Immediately, the Comrat Territorial Office of the State Chancellery went to
court. Hearings began on May 25.

Hidden
interests

According
to the Registration Chamber, Ataholding MD was registered on May 7, 2012. The
company’s sole founder – JSC Ataholding – listed $553 in capital and Zeinalov
Teimur Agababa, a citizen of Azerbaijan, as manager.

JSC
Ataholding is owned by three offshore companies. One of them, Hughson
Management Inc., registered in Panama, owns 51 percent of the shares. According
to the Register of Companies of Panama, the Hugson Management Inc. was founded
on July 12, 2006, and is owned by Leyla and Arzu Aliyeva, the daughters of
President Ilham Aliyev.

The
director of the company, Teimur Zeinalov, refused to comment about investments
plans in Gagauziya.

But
the company’s Moldovan subsidiary, Ataholding MD, is even more controversial.

The official records show that Ataholding MD is registered
in Ceadir-Lunga, on 12 Mikhail Lomonosov St., apt. 13. There is no office
building at this address, but a Soviet two-story apartment building with tiny
rooms. Moreover, it turned out to only have 12 apartments.

According to official records, there is an apartment no. 13,
but it is a non-residential premise of 13.7 square meters. The owner is not
Ataholding MD, but Liubov and Mikhail Fomuzal, the governor of Gagauziya who
negotiated the deal with Azerbaijan, and his wife.

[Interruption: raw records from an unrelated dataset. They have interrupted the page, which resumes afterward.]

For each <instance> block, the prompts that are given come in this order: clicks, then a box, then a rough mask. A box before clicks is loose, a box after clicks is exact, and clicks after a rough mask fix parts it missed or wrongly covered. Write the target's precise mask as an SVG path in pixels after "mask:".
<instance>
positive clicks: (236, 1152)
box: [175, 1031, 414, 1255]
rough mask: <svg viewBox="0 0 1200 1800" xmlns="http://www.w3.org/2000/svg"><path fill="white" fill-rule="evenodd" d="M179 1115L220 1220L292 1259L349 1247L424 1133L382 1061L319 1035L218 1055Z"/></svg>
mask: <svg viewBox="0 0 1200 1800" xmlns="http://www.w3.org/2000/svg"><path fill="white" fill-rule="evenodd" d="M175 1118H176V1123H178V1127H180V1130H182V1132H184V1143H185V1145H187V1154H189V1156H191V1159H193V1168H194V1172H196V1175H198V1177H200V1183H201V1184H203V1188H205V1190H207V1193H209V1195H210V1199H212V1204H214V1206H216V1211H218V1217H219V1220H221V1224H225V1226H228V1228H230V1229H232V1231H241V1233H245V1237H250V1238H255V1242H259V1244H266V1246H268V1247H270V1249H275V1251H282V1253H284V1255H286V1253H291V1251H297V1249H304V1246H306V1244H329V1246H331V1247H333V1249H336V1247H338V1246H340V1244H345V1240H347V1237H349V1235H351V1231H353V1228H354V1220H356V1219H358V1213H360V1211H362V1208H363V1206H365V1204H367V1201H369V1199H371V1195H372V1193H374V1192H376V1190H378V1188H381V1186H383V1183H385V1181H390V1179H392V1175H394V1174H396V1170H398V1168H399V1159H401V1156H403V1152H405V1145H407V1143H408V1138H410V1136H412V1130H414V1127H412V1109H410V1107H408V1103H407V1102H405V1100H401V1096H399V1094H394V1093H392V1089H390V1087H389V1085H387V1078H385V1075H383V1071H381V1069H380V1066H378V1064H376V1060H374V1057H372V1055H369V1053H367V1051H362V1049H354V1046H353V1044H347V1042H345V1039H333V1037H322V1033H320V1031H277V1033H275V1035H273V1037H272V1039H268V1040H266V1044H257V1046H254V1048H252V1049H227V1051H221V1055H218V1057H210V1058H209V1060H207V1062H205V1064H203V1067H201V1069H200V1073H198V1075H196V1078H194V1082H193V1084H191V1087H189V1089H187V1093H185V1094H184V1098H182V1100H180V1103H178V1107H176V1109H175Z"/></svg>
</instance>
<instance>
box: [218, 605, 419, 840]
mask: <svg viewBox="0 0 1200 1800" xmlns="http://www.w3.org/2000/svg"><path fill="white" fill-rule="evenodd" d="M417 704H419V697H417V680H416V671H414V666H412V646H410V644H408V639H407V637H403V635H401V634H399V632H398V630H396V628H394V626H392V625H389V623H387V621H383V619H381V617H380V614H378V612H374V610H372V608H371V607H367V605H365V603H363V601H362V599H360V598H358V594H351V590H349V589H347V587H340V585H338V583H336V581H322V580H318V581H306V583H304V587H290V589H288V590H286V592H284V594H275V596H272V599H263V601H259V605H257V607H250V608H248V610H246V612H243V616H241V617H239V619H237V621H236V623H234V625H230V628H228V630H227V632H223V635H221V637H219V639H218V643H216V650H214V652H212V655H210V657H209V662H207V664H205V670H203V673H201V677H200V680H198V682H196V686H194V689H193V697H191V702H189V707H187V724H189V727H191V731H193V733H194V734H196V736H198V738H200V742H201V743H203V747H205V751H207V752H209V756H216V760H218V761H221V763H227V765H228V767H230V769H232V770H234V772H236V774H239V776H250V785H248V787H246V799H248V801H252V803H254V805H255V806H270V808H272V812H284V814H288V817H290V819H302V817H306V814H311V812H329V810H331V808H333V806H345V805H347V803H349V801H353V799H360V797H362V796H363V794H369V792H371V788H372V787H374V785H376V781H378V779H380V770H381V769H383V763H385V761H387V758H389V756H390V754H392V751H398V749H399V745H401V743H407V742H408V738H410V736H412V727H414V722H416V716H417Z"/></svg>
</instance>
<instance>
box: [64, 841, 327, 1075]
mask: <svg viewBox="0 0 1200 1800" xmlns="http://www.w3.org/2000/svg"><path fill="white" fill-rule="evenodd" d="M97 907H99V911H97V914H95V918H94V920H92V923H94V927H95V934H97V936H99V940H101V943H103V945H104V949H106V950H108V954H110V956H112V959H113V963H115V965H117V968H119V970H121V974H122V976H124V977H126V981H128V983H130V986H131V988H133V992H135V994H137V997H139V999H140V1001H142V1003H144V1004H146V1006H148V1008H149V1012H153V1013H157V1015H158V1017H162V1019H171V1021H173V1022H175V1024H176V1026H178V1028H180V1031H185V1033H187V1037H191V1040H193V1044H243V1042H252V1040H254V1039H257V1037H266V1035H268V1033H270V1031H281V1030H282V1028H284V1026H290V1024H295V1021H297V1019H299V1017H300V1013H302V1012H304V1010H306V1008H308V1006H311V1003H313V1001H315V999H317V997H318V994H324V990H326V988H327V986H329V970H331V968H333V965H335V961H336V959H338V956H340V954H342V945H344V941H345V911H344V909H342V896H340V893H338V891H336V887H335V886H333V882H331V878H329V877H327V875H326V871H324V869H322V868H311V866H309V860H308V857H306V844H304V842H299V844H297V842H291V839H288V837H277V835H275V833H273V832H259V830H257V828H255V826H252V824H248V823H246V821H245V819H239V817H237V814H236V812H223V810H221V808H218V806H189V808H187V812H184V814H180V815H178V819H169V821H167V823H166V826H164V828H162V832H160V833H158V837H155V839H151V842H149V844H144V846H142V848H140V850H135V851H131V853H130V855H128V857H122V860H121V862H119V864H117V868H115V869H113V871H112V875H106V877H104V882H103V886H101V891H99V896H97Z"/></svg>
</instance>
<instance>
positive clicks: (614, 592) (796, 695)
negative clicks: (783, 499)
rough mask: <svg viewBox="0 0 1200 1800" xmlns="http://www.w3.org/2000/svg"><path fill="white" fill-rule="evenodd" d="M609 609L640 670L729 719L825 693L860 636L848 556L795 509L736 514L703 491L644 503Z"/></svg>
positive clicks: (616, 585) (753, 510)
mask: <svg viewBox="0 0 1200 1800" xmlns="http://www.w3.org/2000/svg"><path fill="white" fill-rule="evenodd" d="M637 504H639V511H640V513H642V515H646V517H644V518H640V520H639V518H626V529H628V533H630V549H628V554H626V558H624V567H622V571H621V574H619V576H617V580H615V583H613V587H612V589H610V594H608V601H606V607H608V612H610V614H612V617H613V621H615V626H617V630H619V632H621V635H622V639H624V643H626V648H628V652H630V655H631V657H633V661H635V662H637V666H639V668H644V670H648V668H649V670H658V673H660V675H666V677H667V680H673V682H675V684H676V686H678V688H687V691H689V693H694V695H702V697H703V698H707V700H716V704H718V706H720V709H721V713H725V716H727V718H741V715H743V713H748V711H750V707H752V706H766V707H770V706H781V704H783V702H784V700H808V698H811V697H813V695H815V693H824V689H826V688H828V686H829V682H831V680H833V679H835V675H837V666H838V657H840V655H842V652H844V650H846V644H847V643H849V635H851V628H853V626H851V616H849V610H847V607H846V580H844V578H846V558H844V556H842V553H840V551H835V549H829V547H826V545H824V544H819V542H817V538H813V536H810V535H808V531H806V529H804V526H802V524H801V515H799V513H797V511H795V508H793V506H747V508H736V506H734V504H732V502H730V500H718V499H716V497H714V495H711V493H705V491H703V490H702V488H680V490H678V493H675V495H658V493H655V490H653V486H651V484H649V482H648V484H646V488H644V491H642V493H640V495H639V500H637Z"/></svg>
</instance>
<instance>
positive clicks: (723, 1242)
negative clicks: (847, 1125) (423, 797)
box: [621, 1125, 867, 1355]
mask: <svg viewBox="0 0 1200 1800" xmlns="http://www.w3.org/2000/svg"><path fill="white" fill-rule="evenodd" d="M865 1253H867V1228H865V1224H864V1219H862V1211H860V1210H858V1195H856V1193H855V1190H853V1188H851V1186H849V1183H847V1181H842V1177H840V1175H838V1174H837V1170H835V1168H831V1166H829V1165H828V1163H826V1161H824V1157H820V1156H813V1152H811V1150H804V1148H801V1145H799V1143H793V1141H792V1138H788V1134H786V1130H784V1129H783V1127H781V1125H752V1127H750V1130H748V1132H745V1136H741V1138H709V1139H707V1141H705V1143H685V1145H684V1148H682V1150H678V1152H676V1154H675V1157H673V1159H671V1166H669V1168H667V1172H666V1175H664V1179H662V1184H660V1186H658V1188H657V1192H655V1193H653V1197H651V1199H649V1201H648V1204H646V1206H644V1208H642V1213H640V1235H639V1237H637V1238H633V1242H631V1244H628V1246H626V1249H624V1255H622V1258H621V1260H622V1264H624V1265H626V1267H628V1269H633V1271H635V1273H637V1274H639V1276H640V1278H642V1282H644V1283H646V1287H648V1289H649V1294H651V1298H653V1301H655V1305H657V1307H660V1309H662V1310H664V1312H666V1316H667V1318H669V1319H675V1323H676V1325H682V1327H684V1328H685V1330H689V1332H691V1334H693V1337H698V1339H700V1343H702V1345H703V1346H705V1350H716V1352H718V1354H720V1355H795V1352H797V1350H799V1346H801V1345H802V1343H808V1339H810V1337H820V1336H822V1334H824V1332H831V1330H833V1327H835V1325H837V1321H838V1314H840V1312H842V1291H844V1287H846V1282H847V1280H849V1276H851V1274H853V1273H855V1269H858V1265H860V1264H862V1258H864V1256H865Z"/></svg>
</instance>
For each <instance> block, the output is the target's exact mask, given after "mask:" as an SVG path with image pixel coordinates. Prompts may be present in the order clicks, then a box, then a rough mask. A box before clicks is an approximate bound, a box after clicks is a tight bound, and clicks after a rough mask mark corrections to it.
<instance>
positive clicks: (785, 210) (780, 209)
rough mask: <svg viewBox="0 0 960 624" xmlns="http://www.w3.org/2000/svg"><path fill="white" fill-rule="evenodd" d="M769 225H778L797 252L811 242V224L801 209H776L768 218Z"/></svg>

In May 2014 in a phone interview, Formuzal refused to answer
why the Azeri investor lists its headquarters as his home.

In a public statement in October 2011, Formuzal said construction
of the sports complex will be done by Gagauziya-based construction companies.
Several owners of the local construction companies are the members of the
political party, Yedinaya Gagauzia, founded and lead by the governor.

Anticorruption
expert Ianina Spinei said to that the deal clearly poses a conflict of interest,
at minimum, in denying the Moldovan government compensation for the land-use
change.

“First,
two officials – Ilham Aliyev and Mihail Formuzal – are linked with the company
which will build the sports complex, apparently using public funds of
Azerbaijan. They might both make profit. Second, the owner of the sports
complex will be the company,
not the Ceadir-Lunga City Hall. The Moldovan parliament and government decided
to exempt the authorities from compensating losses of $870,000, but they didn’t
do it for the sake of the Azeri-owned company,” Spinei said.

In any
case, the sports complex is not built as litigation continues over the land
deal.

Marin, the resident of Ceadir-Lunga,
recalls two years ago that bulldozers
were clearing a construction site where he thought the sports complex would be
built. “I said to my wife that we were the witnesses of a historic event – the start
of construction works of the greatest sports complex,” he recalls.

But
the work stopped almost as fast as it started. The works stopped almost
immediately, to Marin’s disappointment. He still hopes the complex will be
constructed one day.

“But
it is pity that it will not belong to the city, to the people. It is all about
business again,” said Marin.

The Azerbaijan government, meanwhile, has not
responded to a freedom of information request for information in June.